Came via a few phases, ancient china, at least the Xia-Shang, were fairly well connected to the western world, they have the cosmogony built into their statecraft, who invented and did what in what office, while in the west we just assigned it to heros and gods. It’s origins are in theriphorphic river gods, similar to the goddess in my “I Lost A Temple” thread.
The first major revision of the I Ching was supposedly by King Wu of the Zhou, as he was imprisoned by King Zhou of the Shang. We’ve found evidence aspects of I Chung predates this, and we certainly don’t use his system, if he ever made a version at all, because grave texts tend to look radically different from the system employed today, and one another for that matter. We have some nice ones displayed in DC.
Proto-Daoists continued with these logical schemes,and under full blown Daoism, they started focusing heavily on alchemy, with alot of paralleled investigations of near chemistry to near psychology, with heavy doses of where the fuck did this shit come from.

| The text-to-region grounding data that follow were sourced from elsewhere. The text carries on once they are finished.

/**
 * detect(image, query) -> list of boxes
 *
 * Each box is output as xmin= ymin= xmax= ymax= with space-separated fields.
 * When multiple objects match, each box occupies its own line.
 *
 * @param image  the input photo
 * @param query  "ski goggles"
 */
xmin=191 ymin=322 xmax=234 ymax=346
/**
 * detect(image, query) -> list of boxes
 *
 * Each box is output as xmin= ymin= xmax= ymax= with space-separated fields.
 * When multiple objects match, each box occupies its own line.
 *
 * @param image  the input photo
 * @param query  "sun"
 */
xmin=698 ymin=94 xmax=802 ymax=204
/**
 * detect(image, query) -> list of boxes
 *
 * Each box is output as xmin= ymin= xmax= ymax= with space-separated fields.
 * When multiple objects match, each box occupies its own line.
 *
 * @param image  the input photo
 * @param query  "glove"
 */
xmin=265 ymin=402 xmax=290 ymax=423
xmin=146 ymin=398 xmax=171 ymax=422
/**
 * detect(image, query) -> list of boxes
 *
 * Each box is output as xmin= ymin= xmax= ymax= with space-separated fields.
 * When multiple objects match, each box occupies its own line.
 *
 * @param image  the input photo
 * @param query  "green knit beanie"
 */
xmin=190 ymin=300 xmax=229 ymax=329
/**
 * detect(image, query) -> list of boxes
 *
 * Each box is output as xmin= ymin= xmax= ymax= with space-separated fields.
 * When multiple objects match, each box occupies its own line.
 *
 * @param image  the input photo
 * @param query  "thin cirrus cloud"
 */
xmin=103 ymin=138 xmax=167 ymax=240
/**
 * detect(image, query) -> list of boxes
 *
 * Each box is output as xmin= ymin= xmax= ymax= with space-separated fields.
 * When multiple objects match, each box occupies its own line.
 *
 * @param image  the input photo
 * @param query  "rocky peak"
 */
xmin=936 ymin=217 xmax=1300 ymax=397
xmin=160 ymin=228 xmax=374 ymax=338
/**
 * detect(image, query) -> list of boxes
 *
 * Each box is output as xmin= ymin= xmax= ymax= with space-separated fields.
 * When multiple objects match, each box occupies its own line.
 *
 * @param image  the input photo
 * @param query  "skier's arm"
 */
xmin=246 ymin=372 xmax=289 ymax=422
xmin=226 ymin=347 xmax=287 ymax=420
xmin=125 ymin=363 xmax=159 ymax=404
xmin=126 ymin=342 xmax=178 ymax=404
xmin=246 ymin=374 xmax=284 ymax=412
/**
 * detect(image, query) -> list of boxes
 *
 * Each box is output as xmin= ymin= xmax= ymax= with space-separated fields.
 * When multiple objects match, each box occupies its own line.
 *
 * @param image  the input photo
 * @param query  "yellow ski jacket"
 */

Around the 9th century you start having Ying-Yang formulas, based on studies of bihemispheric brain anatomy (yes,its anatomical, was originally science oriented).
You had similar systems blundering around India and Byzantium.
I’m honestly not too into the daoist systems, I was thinking about takingba job in china a whike back to look into it first hand, but didn’t, so instead I don’t bother. Why focus on western systems and not chinese? I just have better access to western works. When I come across a chinese work, it is more in line to a historic figure or a philosopher, I learn bits here and there, nothing systemmatic. I will remedy this later on.
I do recommend looking into early chinese mathematics though, they often were ahead of the west, and they use a wide variety of decises,including the magic square you listed aboce in the op.